As fast-food chains across the country have slashed menu prices to revive flagging sales, a growing rift has emerged between some name-brand corporations and the local operators who run their outlets.

A Subway sandwich is far more than the sum of its fillings, franchisee Keith Miller says.

Those ingredients cost roughly $2. Then he pays labor. Electricity. Gas. Royalties. Credit card transaction fees. Rent.

All told, Miller, who owns three Subway franchises in Northern California, says it costs him well over $4 to produce one of Subway’s foot-long subs. And that is why, when the chain announced plans to drop the price of the sandwich to $4.99 starting in January, he and hundreds of Subway’s other 10,000 U.S. franchisees sent a strongly worded letter warning that the promotion could force some stores to close.

“The numbers don’t work for us,” said Miller, who also chairs an industry group, the Coalition of Franchisee Associations. “Ten years ago, they might have worked.
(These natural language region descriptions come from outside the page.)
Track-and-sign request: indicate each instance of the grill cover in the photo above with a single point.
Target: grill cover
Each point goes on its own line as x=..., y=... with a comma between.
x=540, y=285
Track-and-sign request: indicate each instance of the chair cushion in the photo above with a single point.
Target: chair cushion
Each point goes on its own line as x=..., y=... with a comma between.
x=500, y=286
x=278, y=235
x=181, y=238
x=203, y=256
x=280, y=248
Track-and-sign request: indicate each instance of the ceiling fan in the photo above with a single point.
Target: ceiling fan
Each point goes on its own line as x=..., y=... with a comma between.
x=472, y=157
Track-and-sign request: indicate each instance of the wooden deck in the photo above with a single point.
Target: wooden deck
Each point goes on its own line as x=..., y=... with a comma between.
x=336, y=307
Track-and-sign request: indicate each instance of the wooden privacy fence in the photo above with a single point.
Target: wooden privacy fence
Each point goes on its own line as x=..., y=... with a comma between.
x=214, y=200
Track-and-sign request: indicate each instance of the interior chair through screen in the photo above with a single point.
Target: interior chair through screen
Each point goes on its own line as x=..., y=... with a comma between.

But now they don’t, in my opinion.”

As fast-food chains across the country have slashed menu prices to revive flagging sales, a growing rift has emerged between some name-brand corporations and the local operators who run their outlets.

For years now, the retail industry has been shaken by giant companies that have been able to keep prices low, wooing consumers but squeezing suppliers and smaller competitors. But in the restaurant business, the push to keep prices low has pitted corporate headquarters against individual outlet owners — all operating under the same brand.

Corporations need to grow systemwide revenue to please board members and shareholders. But small-scale franchisees, who face rising costs and increased local competition, are far more concerned with store-level profits.

In addition to Subway’s plans to relaunch the $5 Footlong, McDonald’s will revive a version of its Dollar Menu next month. Taco Bell has promised to expand its selection of discount items, as have Wendy’s and Jack in the Box.

“This is an inherent financial conflict between franchisees and franchisers,” said J. Michael Dady, a lawyer at the Minneapolis firm Dady & Gardner who represents franchisees in conflicts with their corporate parents. “And some have handled it much better than others have.”